A double album of pop-tastic hits from the years 1967 to 1976, with each side logically covering a two or three-year timeframe (listen and learn, K-Tel). So you go from Procol Harum to Georgie Fame, Marvin Gaye to Desmond Dekker, Slade to Wizzard, and from David Essex to the Bay City Rollers (and all stops in between). Difficult to believe that Radio 1 was once only ten years old, and from the look of the group photo featured in the gatefold cover, it was all reassuringly Anchorman back then; of the fourteen DJs pictured, Anne Nightingale is the lone female. Everyone else is sporting cheesy grins, flared collars, and a ridiculous amount of hair; only a purposeful-looking John Peel emerges largely unscathed in the sartorial stakes - though it must be said, the late Jimmy Saville is resplendent in a red “Flags of the United Kingdom” trackie top and sunglasses that Liam Gallagher would kill for.

Album: Jackie Gleason – Merry Christmas (1956)

Shop: P.E.O.P.L.E.

Cost: 50p

You may remember Jackie Gleason as Minnesota Fats, Paul Newman's nemesis in The Hustler. You may remember him as Sheriff Buford T. Justice, Burt Reynold's nemesis in the Smokey and the Bandit films. You may, by association, remember him from Eddie Murphy's impersonation in his concert film Delirious (“Norton my friend, how would you like to fuck me up the ass?”).

But before all this, he was a band leader and musical arranger of some repute, and was serious about it too. When I pick up his “Merry Christmas” LP, I'm expecting a festive novelty album of the highest order, but no, there's not a thing tongue-in-cheek about it. Gleason apparently wanted to create “musical wallpaper”, and his musical arrangements are lush in the extreme. He also employs something called an electric celeste (played by someone known only as Hercules). This gives a lot of the tracks a downright spooky sound that brings to mind the soundtrack music to Twin Peaksor Mulholland Drive. If David Lynch has a favourite Christmas album, this is probably it.
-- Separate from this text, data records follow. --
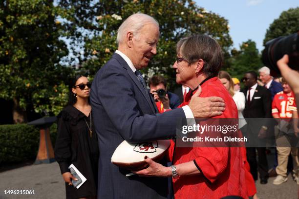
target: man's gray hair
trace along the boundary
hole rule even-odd
[[[120,43],[125,41],[128,32],[132,32],[134,36],[138,36],[141,28],[148,23],[153,23],[159,27],[158,21],[148,15],[136,13],[131,15],[122,23],[117,30],[117,44],[119,45]]]
[[[261,72],[262,73],[264,73],[266,75],[270,75],[270,68],[267,66],[263,66],[260,68],[259,70],[258,70],[258,73],[260,73]]]

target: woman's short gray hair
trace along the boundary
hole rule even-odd
[[[123,42],[128,32],[131,32],[133,35],[138,36],[139,31],[148,23],[153,23],[159,27],[159,23],[152,17],[143,13],[134,14],[128,17],[122,23],[117,30],[116,41],[119,45]]]
[[[205,35],[182,39],[176,44],[176,53],[189,64],[202,59],[202,72],[208,77],[217,76],[223,62],[221,47],[216,40]]]
[[[258,72],[260,73],[265,73],[266,75],[270,75],[270,68],[267,67],[267,66],[262,67],[258,70]]]

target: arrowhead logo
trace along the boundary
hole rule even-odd
[[[157,141],[145,142],[136,144],[133,150],[138,153],[154,153],[157,151],[156,148],[158,147],[158,141]]]

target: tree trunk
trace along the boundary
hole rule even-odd
[[[14,123],[15,124],[27,122],[26,111],[22,110],[20,107],[19,101],[14,98],[14,106],[13,107],[13,118]]]

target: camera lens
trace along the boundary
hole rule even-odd
[[[262,60],[264,64],[278,74],[280,72],[276,62],[284,55],[289,55],[288,65],[294,70],[299,70],[299,33],[279,37],[266,43]]]
[[[164,98],[165,96],[166,96],[166,91],[164,89],[161,89],[157,90],[157,93],[160,99]]]

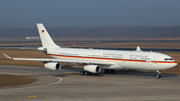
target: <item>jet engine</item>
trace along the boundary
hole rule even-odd
[[[84,70],[91,73],[99,73],[101,68],[98,65],[86,65],[84,66]]]
[[[56,62],[49,62],[49,63],[46,63],[44,67],[51,70],[59,70],[61,68],[61,65]]]

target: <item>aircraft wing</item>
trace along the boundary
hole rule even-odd
[[[83,60],[83,59],[45,59],[45,58],[12,58],[3,53],[3,55],[11,60],[24,60],[24,61],[42,61],[42,62],[62,62],[62,63],[84,63],[84,64],[97,64],[97,65],[112,65],[111,62],[102,62],[98,60]]]

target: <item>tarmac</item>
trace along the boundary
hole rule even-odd
[[[180,76],[118,70],[85,76],[82,69],[0,66],[0,74],[35,77],[34,83],[0,88],[0,101],[180,101]]]

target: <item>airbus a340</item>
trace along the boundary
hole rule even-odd
[[[80,64],[84,66],[81,75],[99,73],[101,69],[104,69],[105,73],[114,73],[115,69],[133,69],[157,71],[156,77],[161,78],[160,71],[177,65],[172,57],[157,52],[144,52],[139,46],[136,51],[62,48],[54,43],[43,24],[38,23],[37,27],[42,42],[42,47],[38,50],[54,59],[12,58],[3,55],[12,60],[42,61],[45,63],[44,67],[51,70],[60,69],[60,63]]]

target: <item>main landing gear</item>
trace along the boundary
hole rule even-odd
[[[105,69],[104,73],[106,73],[106,74],[114,74],[115,70],[114,69]]]
[[[157,70],[158,75],[156,76],[156,78],[161,78],[161,71]]]
[[[88,71],[81,71],[80,74],[81,75],[92,75],[92,73],[88,72]]]

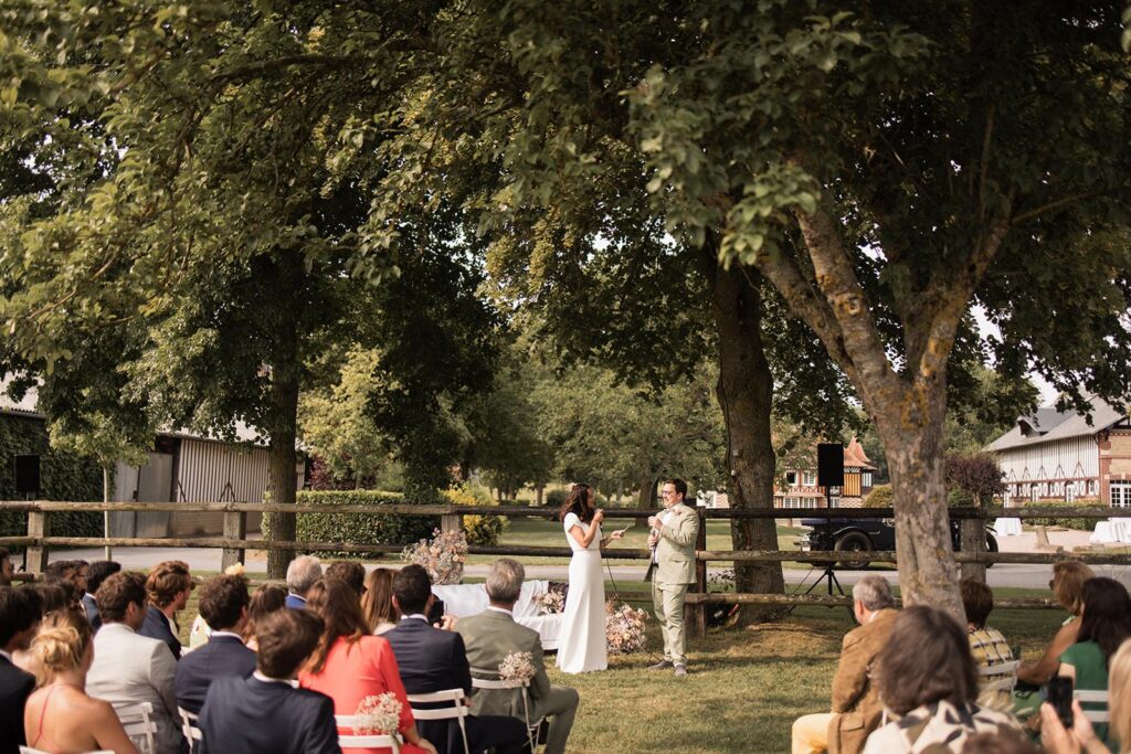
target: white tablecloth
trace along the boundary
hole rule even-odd
[[[1017,537],[1021,534],[1021,519],[998,519],[993,530],[999,537]]]
[[[515,604],[515,623],[527,629],[534,629],[542,638],[542,649],[558,649],[558,639],[562,631],[562,615],[538,615],[533,603],[535,595],[550,589],[550,582],[544,580],[524,581],[523,591]],[[477,615],[487,609],[491,600],[487,590],[481,583],[456,583],[432,587],[432,593],[443,600],[443,610],[448,615],[463,617]]]

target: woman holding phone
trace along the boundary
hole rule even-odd
[[[601,548],[624,536],[623,530],[602,538],[605,512],[595,509],[596,493],[576,484],[562,504],[559,518],[573,556],[569,562],[569,593],[558,643],[558,667],[563,673],[589,673],[608,667],[605,649],[605,578]]]

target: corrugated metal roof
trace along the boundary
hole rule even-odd
[[[1055,406],[1043,406],[1031,416],[1019,416],[1017,424],[1005,434],[1001,435],[985,450],[999,452],[1012,448],[1025,445],[1038,445],[1043,442],[1056,440],[1068,440],[1069,437],[1090,436],[1106,430],[1121,421],[1128,418],[1126,414],[1119,411],[1106,400],[1089,397],[1091,401],[1091,424],[1083,414],[1076,411],[1057,411]],[[1027,423],[1037,434],[1026,434],[1021,431],[1021,423]]]

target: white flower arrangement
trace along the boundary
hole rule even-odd
[[[614,607],[610,601],[605,606],[605,645],[610,655],[632,655],[644,651],[648,645],[645,633],[645,621],[648,614],[644,609],[634,610],[629,605]]]
[[[428,571],[433,584],[459,583],[467,562],[467,537],[463,531],[432,531],[432,539],[421,539],[400,553],[405,563]]]
[[[400,727],[400,701],[391,691],[371,694],[357,705],[354,735],[392,736]]]
[[[566,609],[566,596],[560,591],[539,591],[533,601],[538,615],[553,615]]]
[[[529,652],[511,652],[499,664],[500,681],[529,683],[534,673],[534,657]]]

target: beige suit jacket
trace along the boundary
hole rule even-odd
[[[869,734],[880,727],[883,703],[872,683],[872,670],[897,615],[899,613],[893,608],[884,608],[870,622],[845,634],[840,662],[832,677],[834,716],[828,728],[830,754],[863,751]]]
[[[656,545],[658,583],[680,584],[696,582],[696,538],[699,536],[699,515],[694,509],[679,503],[668,509],[667,522],[659,531]]]
[[[456,630],[464,638],[472,677],[478,675],[475,668],[498,673],[499,665],[511,652],[530,653],[535,671],[529,691],[530,719],[542,717],[542,704],[550,694],[550,677],[546,675],[538,632],[515,623],[509,613],[490,609],[459,618]],[[498,678],[497,675],[491,677]],[[472,714],[502,714],[521,719],[523,690],[476,688],[472,693]]]

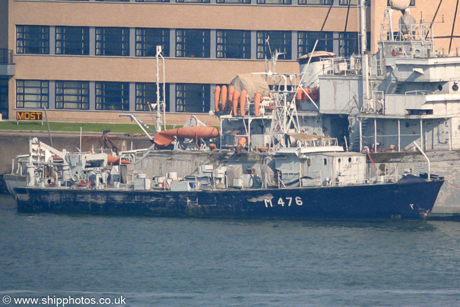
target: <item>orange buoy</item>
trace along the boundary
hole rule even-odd
[[[233,92],[233,116],[236,116],[238,115],[238,98],[240,96],[240,93],[238,93],[238,90],[235,90],[235,92]]]
[[[214,91],[214,106],[216,107],[216,112],[218,112],[219,109],[219,100],[220,99],[220,86],[217,85],[216,86],[216,90]]]
[[[241,153],[241,150],[243,150],[243,147],[246,145],[246,143],[247,142],[247,138],[246,137],[241,137],[240,139],[238,140],[238,145],[237,146],[237,155],[239,155]]]
[[[227,87],[225,85],[222,85],[220,90],[220,102],[222,104],[222,111],[227,109]]]
[[[246,114],[246,111],[244,109],[244,106],[246,105],[246,100],[247,99],[247,95],[246,90],[241,91],[241,96],[240,96],[240,113],[241,116],[244,116]]]
[[[107,163],[113,163],[114,164],[119,164],[120,163],[120,158],[117,158],[116,157],[113,157],[113,156],[110,156],[110,155],[107,155]],[[130,164],[131,162],[129,161],[127,161],[126,160],[122,160],[121,161],[122,164]]]
[[[254,96],[254,114],[256,116],[259,116],[259,108],[260,107],[260,100],[262,98],[262,94],[258,91]]]
[[[311,99],[313,100],[317,100],[319,96],[319,93],[318,92],[318,89],[315,87],[311,90],[311,93],[310,95],[310,97],[311,97]]]

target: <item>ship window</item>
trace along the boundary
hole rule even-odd
[[[96,82],[97,110],[129,109],[129,89],[127,82]]]
[[[16,26],[16,53],[49,54],[50,27]]]
[[[210,100],[210,84],[176,83],[176,112],[207,113]]]
[[[129,55],[129,29],[96,28],[96,55]]]
[[[159,84],[159,100],[166,103],[165,110],[169,112],[169,84],[166,84],[165,94],[166,99],[163,98],[163,84]],[[136,83],[136,111],[149,112],[149,103],[156,103],[156,83]],[[152,109],[153,111],[153,109]],[[160,109],[163,111],[163,109]]]
[[[89,82],[82,81],[56,81],[56,108],[88,109]]]
[[[278,59],[290,60],[292,58],[292,35],[289,31],[258,31],[257,58],[271,58],[271,49],[272,52],[276,50],[284,53],[278,56]]]
[[[210,57],[211,31],[193,29],[176,30],[176,56]]]
[[[291,0],[257,0],[257,4],[291,4]]]
[[[73,55],[89,54],[89,28],[56,27],[56,54]]]
[[[249,59],[251,57],[251,32],[237,30],[216,31],[218,58]]]
[[[299,56],[311,52],[316,39],[318,39],[318,43],[315,49],[315,51],[330,52],[334,51],[333,32],[298,31],[297,45]]]
[[[307,5],[331,5],[333,0],[298,0],[298,4]]]
[[[163,56],[169,56],[169,29],[136,28],[136,56],[155,56],[157,46]]]
[[[16,101],[17,107],[48,107],[48,81],[40,80],[16,80]]]

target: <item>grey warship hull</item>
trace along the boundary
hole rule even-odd
[[[18,187],[18,211],[237,218],[386,220],[426,217],[444,183],[406,176],[396,183],[191,191]]]

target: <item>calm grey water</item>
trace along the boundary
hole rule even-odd
[[[458,223],[26,214],[12,199],[0,196],[0,299],[460,305]]]

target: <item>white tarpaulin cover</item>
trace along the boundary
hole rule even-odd
[[[230,85],[233,85],[240,93],[243,90],[246,90],[247,97],[250,98],[254,98],[258,91],[260,91],[263,96],[268,95],[270,91],[268,83],[262,75],[241,74],[232,80]]]

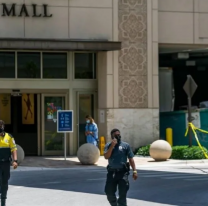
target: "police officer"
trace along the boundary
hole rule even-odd
[[[4,121],[0,120],[0,192],[1,206],[6,206],[8,180],[10,178],[11,155],[12,166],[17,168],[17,146],[12,135],[4,131]]]
[[[129,190],[128,176],[130,165],[133,169],[133,179],[137,179],[137,171],[134,163],[134,154],[128,143],[121,141],[120,131],[111,131],[112,141],[107,143],[104,150],[104,157],[108,159],[108,174],[105,185],[105,193],[111,206],[126,206],[127,192]],[[129,163],[127,162],[129,159]],[[117,187],[119,198],[116,198]]]

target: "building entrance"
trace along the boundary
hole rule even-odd
[[[1,94],[0,118],[25,155],[38,155],[37,94]]]

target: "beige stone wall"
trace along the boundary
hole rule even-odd
[[[0,37],[58,38],[58,39],[113,39],[112,0],[0,0]],[[19,15],[26,4],[30,17],[2,17],[2,3],[11,8],[16,3]],[[48,4],[51,18],[32,18],[33,8],[43,13],[42,4]]]
[[[207,0],[158,0],[159,42],[208,44]]]

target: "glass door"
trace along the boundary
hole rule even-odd
[[[78,148],[86,143],[85,125],[86,115],[91,115],[96,121],[97,101],[96,94],[91,92],[77,92],[77,133],[78,133]]]
[[[57,110],[66,109],[66,95],[42,95],[42,154],[63,155],[64,134],[57,133]]]

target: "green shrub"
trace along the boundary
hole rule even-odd
[[[149,154],[150,145],[140,147],[135,151],[136,155],[141,156],[150,156]],[[208,153],[208,150],[204,148],[204,151]],[[172,155],[170,159],[178,160],[196,160],[196,159],[205,159],[204,153],[199,148],[199,146],[173,146]]]
[[[207,153],[207,149],[203,149]],[[173,146],[171,159],[196,160],[205,159],[205,156],[198,146]]]
[[[135,154],[136,155],[142,155],[142,156],[150,156],[149,148],[150,148],[150,145],[140,147],[136,150]]]

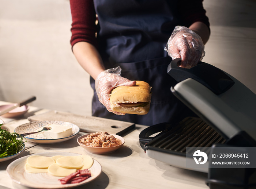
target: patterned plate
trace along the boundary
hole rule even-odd
[[[43,127],[48,124],[56,124],[71,127],[72,127],[73,134],[67,137],[56,139],[45,139],[40,138],[35,135],[30,135],[25,136],[26,140],[28,141],[38,144],[54,144],[61,142],[72,139],[80,131],[79,127],[71,123],[60,121],[50,120],[31,122],[25,123],[16,127],[14,131],[19,134],[33,132],[39,128]]]

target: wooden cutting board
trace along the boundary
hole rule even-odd
[[[31,116],[27,119],[31,122],[54,120],[72,123],[78,126],[80,131],[89,133],[106,131],[121,135],[135,127],[135,124],[132,123],[92,116],[83,116],[56,111]]]

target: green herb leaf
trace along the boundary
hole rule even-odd
[[[24,146],[23,138],[17,139],[20,136],[16,132],[10,133],[6,130],[2,129],[3,124],[0,124],[0,158],[4,158],[15,154],[20,151]]]

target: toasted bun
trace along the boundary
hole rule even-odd
[[[151,102],[151,87],[144,81],[136,82],[134,86],[120,86],[112,91],[110,99],[111,109],[124,113],[147,113]]]
[[[111,92],[110,102],[118,103],[148,102],[151,98],[151,87],[147,83],[136,81],[134,86],[120,86]]]

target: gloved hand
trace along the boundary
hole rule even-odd
[[[95,80],[95,88],[99,100],[106,107],[109,111],[118,115],[123,115],[125,113],[115,112],[110,109],[110,94],[112,90],[116,87],[133,86],[136,84],[136,81],[121,77],[121,68],[118,66],[101,72]]]
[[[205,55],[201,37],[185,26],[176,26],[165,50],[173,59],[181,58],[180,67],[190,68],[196,65]]]

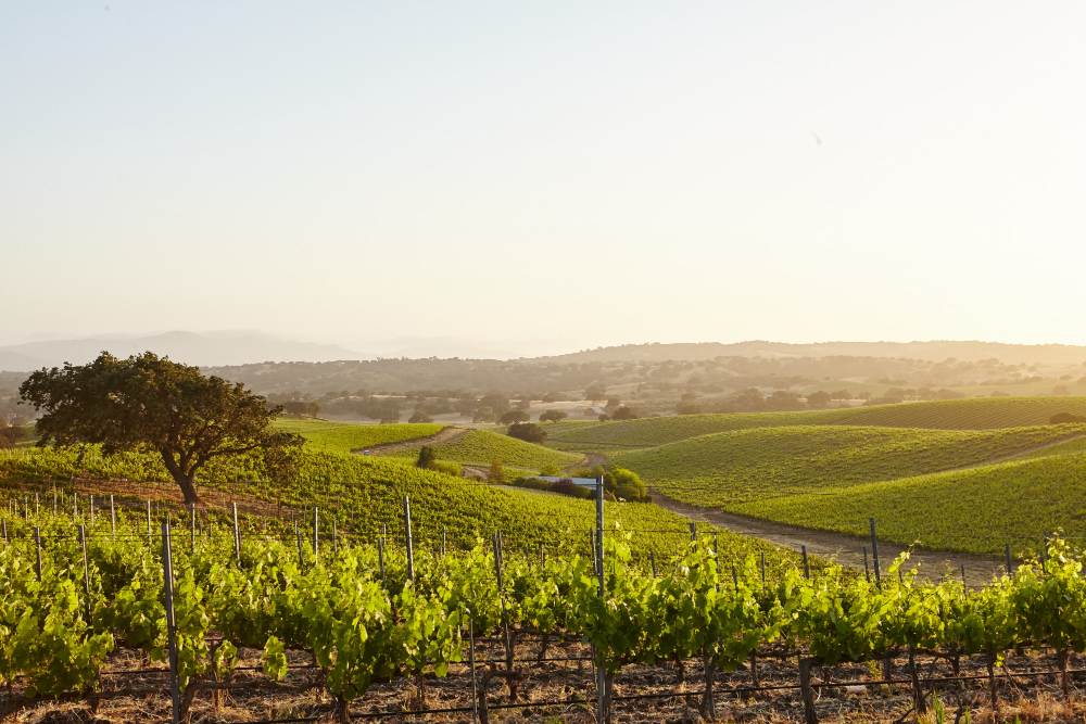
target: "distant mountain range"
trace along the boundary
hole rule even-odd
[[[677,344],[623,344],[584,350],[547,357],[550,361],[697,361],[717,357],[891,357],[943,361],[981,361],[998,359],[1005,365],[1082,365],[1086,364],[1086,346],[1071,344],[1005,344],[1001,342],[932,341],[932,342],[694,342]]]
[[[447,342],[447,341],[446,341]],[[106,350],[119,357],[151,350],[171,359],[201,367],[233,367],[267,361],[325,363],[361,360],[367,357],[333,344],[288,340],[258,331],[186,332],[174,331],[142,336],[91,336],[78,340],[50,340],[0,346],[0,370],[29,371],[65,361],[84,364]],[[418,341],[412,353],[394,357],[429,358]],[[483,353],[485,354],[485,353]],[[584,363],[665,363],[703,361],[717,357],[797,359],[829,357],[874,357],[940,363],[946,359],[976,363],[997,359],[1003,365],[1074,367],[1086,365],[1086,346],[1069,344],[1005,344],[999,342],[786,342],[749,341],[736,343],[698,342],[675,344],[624,344],[583,350],[550,357],[508,360],[523,365]],[[369,359],[372,356],[368,357]],[[465,359],[465,361],[468,361]]]
[[[296,342],[252,331],[164,332],[144,336],[91,336],[0,346],[0,370],[29,371],[90,361],[102,351],[127,357],[150,350],[202,367],[258,361],[328,361],[361,355],[332,344]]]

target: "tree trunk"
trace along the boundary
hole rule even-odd
[[[1060,657],[1060,687],[1063,689],[1063,698],[1071,698],[1071,682],[1068,677],[1068,661],[1071,659],[1071,650],[1062,649],[1059,651]]]
[[[185,496],[185,505],[197,505],[200,503],[200,496],[197,495],[197,486],[191,475],[179,475],[176,480],[177,484],[181,486],[181,495]]]
[[[912,646],[909,647],[909,677],[912,679],[912,701],[918,714],[927,713],[927,700],[924,697],[924,689],[920,685],[920,674],[917,671],[917,653]]]
[[[348,724],[351,721],[351,702],[342,697],[336,697],[336,721]]]
[[[705,657],[705,690],[702,693],[702,719],[710,722],[717,719],[717,702],[712,695],[712,682],[716,678],[716,666],[712,657]]]

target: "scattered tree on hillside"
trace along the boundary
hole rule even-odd
[[[88,365],[42,368],[18,391],[42,412],[39,445],[157,453],[186,503],[199,501],[197,473],[210,460],[263,452],[272,461],[302,444],[272,430],[282,408],[269,408],[241,383],[150,352],[127,359],[103,352]]]
[[[14,447],[15,443],[25,436],[27,436],[26,432],[22,428],[0,420],[0,449]]]
[[[560,422],[569,415],[565,410],[543,410],[540,412],[540,422]]]
[[[1057,412],[1048,420],[1052,424],[1066,424],[1068,422],[1086,422],[1086,417],[1072,415],[1071,412]]]
[[[479,399],[479,409],[490,408],[491,419],[497,419],[509,410],[509,398],[500,392],[491,392]]]
[[[607,399],[607,388],[599,382],[593,382],[585,389],[584,398],[592,402]]]
[[[292,417],[316,417],[320,411],[320,405],[308,399],[287,399],[279,405],[283,415]]]
[[[534,422],[514,422],[507,432],[510,437],[529,443],[542,443],[546,440],[546,431]]]
[[[641,477],[626,468],[611,468],[604,473],[604,487],[623,500],[644,500],[648,494]]]
[[[433,448],[429,445],[422,445],[418,448],[418,459],[415,461],[415,467],[429,469],[437,459],[438,454],[433,452]]]
[[[502,424],[513,424],[515,422],[528,422],[528,420],[530,419],[531,417],[528,415],[526,410],[518,408],[518,409],[512,409],[505,415],[503,415],[498,419],[498,422],[501,422]]]

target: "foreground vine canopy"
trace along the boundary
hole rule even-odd
[[[13,515],[14,507],[3,516],[0,548],[0,684],[22,683],[39,697],[92,695],[118,648],[165,661],[157,531],[149,536],[142,520],[123,513],[115,528],[100,517],[86,531],[84,520],[29,506]],[[602,573],[573,550],[506,557],[498,538],[444,555],[419,550],[413,580],[406,551],[383,539],[337,538],[315,549],[308,536],[275,533],[248,535],[236,548],[225,526],[174,531],[180,715],[194,682],[229,678],[240,648],[263,650],[270,679],[286,674],[288,651],[308,652],[346,721],[375,682],[413,677],[422,699],[425,674],[444,676],[466,660],[468,631],[505,627],[590,643],[605,709],[623,666],[696,659],[707,714],[716,671],[774,648],[828,664],[984,655],[990,672],[1009,649],[1050,647],[1064,684],[1071,652],[1086,648],[1081,551],[1059,538],[1043,562],[973,590],[956,580],[922,582],[906,570],[907,556],[877,582],[832,567],[812,577],[793,568],[767,576],[753,556],[723,566],[708,536],[654,575],[632,560],[632,539],[620,529],[606,533]]]

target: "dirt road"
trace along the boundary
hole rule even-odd
[[[442,428],[435,434],[428,435],[426,437],[413,437],[411,440],[404,440],[399,443],[383,443],[381,445],[370,445],[368,447],[359,447],[357,449],[351,450],[352,453],[362,453],[363,450],[369,450],[370,453],[380,453],[382,455],[387,453],[396,453],[399,450],[413,450],[422,445],[439,445],[441,443],[451,443],[458,437],[463,437],[468,434],[466,428],[454,428],[452,425],[447,428]]]
[[[653,501],[657,505],[695,522],[719,525],[735,533],[762,538],[792,550],[799,550],[801,546],[807,546],[808,554],[836,560],[842,566],[849,568],[863,568],[863,548],[866,546],[869,566],[872,566],[870,560],[871,542],[867,538],[774,523],[710,508],[699,508],[673,500],[656,491],[652,491],[652,496]],[[905,550],[905,546],[880,541],[879,560],[883,570],[902,550]],[[956,574],[960,575],[961,569],[964,567],[965,581],[970,585],[986,583],[993,575],[1001,573],[1003,570],[1002,561],[996,557],[919,548],[913,548],[910,562],[919,563],[921,574],[925,577],[938,577],[945,571],[955,571]]]

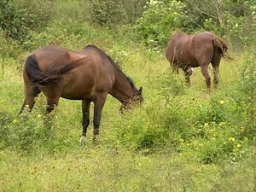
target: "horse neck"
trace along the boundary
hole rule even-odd
[[[124,76],[120,72],[114,71],[115,80],[110,95],[120,101],[125,102],[133,97],[133,88],[126,77]]]

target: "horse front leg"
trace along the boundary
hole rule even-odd
[[[107,98],[107,94],[103,94],[96,97],[94,101],[94,117],[93,117],[93,143],[96,143],[97,136],[100,133],[100,124],[102,112]]]
[[[85,143],[87,127],[89,126],[89,124],[90,124],[90,101],[86,101],[86,100],[82,101],[83,135],[80,139],[80,142],[82,144],[84,144]]]
[[[51,130],[52,116],[50,113],[57,107],[60,97],[47,98],[47,107],[44,114],[44,125],[47,131]]]
[[[25,99],[19,113],[30,113],[34,107],[35,97],[38,96],[41,90],[38,87],[25,84]]]
[[[205,77],[206,79],[206,84],[207,86],[207,91],[210,90],[210,86],[211,86],[211,77],[208,73],[208,66],[207,65],[201,65],[201,71],[203,76]]]
[[[193,70],[190,67],[183,68],[184,73],[185,80],[188,86],[190,86],[190,76],[193,73]]]
[[[213,84],[214,84],[214,88],[218,88],[218,67],[213,67]]]

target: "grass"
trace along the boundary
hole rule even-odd
[[[244,113],[236,109],[239,106],[230,96],[236,96],[243,57],[222,61],[219,87],[207,95],[199,68],[187,88],[182,74],[173,79],[177,86],[172,82],[163,55],[118,45],[111,54],[136,86],[143,86],[145,102],[121,115],[120,103],[108,96],[96,146],[91,143],[91,125],[86,144],[79,143],[80,102],[61,99],[50,136],[43,123],[44,96],[27,121],[19,117],[23,83],[17,66],[21,63],[5,60],[9,65],[0,84],[0,191],[255,190],[255,143],[244,137],[246,124],[236,120],[236,112]],[[173,98],[172,83],[183,88]]]

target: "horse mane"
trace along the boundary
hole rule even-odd
[[[63,74],[79,67],[83,61],[84,59],[80,59],[79,61],[65,63],[65,65],[61,67],[55,67],[55,66],[54,64],[58,62],[58,61],[55,61],[45,72],[42,72],[35,55],[32,54],[27,57],[25,69],[32,84],[55,84],[60,81]]]
[[[129,78],[127,75],[125,75],[122,72],[122,70],[120,68],[120,66],[119,65],[119,62],[113,61],[113,60],[108,55],[107,55],[104,51],[102,51],[101,49],[99,49],[97,46],[96,46],[94,44],[89,44],[86,47],[83,48],[83,49],[96,49],[102,55],[104,56],[104,58],[107,58],[109,61],[109,62],[113,66],[113,67],[115,69],[117,69],[122,74],[122,76],[124,76],[128,80],[128,82],[130,83],[132,89],[135,88],[133,81],[131,80],[131,78]]]

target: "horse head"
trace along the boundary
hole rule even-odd
[[[119,113],[123,113],[125,110],[129,110],[134,106],[140,106],[143,104],[144,99],[143,97],[143,87],[140,87],[139,90],[136,88],[133,89],[132,96],[122,102],[122,105],[119,108]]]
With one pound of the allotted budget left, I go looking at the singles on offer. Not my favourite things: getting up every twenty-five minutes to switch sides on an album niggles after a while, having to do it after a mere three minutes is damn near intolerable. But at 20p a pop, I'm willing to make an exception – and there are some damn fine tracks to choose from. I treat myself to The Beat's version of “Tears of a Clown”, Georgie Fame's hit “Yeh Yeh” from 1965 (which on this particular copy of the single is called “Yeah, Yeah”), a double A-side from 1969 featuring Jackie Wilson's “I Get the Sweetest Feeling” and “(Your Love Keeps Lifting Me) Higher and Higher”, an ancient pressing of Chubby Checker singing “Let's Twist Again”, and finally – perfectly - Serge Gainsbourg and Jane Birkin gettin' it on with “Je T'aime....Moi Non Plus”.

It's fair to say that every piece of vinyl you find in a charity shop benefits from a good wipe down when you get it home. For a single where Jane Birkin convincingly fakes an orgasm, I'm thinking it's probably something that's worth doing twice.